Additionally, there is evidence suggesting that the early introduction of cow’s milk increases the chances of a child developing diabetes later in life. This is especially important in families with a history of the disease. Finally, children who switch to cow’s milk before their first birthday have higher incidences of Allergies and eczema than those who wait.
Making the Switch
While some babies take readily to the taste of cow’s milk, others require a little convincing. One of the easiest ways to transition a resistant baby is to mix cow’s milk with the beverage that the baby is already comfortable with, increasing the proportions of the cow’s milk a little at a time. This gradual method makes it easier for the baby to get familiar with the new taste. This can take up to a few weeks, so be patient.

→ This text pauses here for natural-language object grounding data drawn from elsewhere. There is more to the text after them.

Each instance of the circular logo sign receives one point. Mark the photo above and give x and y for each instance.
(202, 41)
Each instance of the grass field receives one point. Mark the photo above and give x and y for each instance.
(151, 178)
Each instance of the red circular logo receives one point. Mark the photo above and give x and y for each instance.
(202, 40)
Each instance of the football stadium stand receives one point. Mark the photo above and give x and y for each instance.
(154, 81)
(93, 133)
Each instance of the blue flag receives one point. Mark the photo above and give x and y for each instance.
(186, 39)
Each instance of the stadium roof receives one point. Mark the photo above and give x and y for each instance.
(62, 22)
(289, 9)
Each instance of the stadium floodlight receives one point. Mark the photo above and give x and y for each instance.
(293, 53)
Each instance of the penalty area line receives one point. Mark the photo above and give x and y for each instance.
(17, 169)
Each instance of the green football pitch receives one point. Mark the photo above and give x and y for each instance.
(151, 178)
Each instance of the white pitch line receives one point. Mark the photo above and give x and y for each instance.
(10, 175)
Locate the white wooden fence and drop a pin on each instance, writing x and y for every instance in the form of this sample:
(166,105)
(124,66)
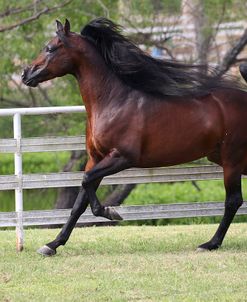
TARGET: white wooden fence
(20,181)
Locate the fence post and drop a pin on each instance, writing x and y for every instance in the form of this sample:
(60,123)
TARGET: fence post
(18,191)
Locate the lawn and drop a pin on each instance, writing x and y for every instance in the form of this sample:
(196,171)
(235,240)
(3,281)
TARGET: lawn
(127,263)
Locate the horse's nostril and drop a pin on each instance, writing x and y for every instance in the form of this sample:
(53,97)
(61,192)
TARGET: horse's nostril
(24,73)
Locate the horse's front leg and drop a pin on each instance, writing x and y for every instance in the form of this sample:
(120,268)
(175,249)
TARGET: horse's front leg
(79,207)
(110,164)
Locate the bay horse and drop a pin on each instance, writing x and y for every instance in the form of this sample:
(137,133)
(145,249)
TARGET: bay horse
(144,112)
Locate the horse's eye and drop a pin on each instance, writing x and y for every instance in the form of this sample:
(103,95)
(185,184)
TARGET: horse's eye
(50,48)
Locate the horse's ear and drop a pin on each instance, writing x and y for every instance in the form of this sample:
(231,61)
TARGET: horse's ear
(59,26)
(66,27)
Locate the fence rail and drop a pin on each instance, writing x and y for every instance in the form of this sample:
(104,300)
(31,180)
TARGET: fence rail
(20,181)
(129,213)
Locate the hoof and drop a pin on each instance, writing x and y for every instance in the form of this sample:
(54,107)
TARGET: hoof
(46,251)
(112,214)
(201,250)
(208,246)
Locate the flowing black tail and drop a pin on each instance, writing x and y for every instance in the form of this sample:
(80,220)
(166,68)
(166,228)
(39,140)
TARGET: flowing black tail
(243,70)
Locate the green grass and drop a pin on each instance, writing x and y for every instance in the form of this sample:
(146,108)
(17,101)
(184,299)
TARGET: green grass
(126,264)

While older children and adults do best on reduced fat or fat free milk, babies require the additional fat from whole fat milk for proper brain, eye, and nervous system development. Whole milk should be continued until about the second birthday, but check with your child’s paediatrician since several factors may be considered before switching to a lower fat milk.
Dairy Based Foods
In addition to whole fat cow’s milk, there are a few other sources of foods rich in vitamin D and calcium. Many paediatricians recommend the addition of custard, cheese, and yoghurt as early as 7-8 months. Most babies tolerate these foods well, but as with all new foods, be alert for signs of gastrointestinal distress.
While the standard of advice for switching to whole fat cow’s milk is one year, it is always a good idea to ask your child’s paediatrician for weaning advice based on your baby’s size, development, and individual health status. You and your child’s doctor are in the best position to decide what is best for your baby.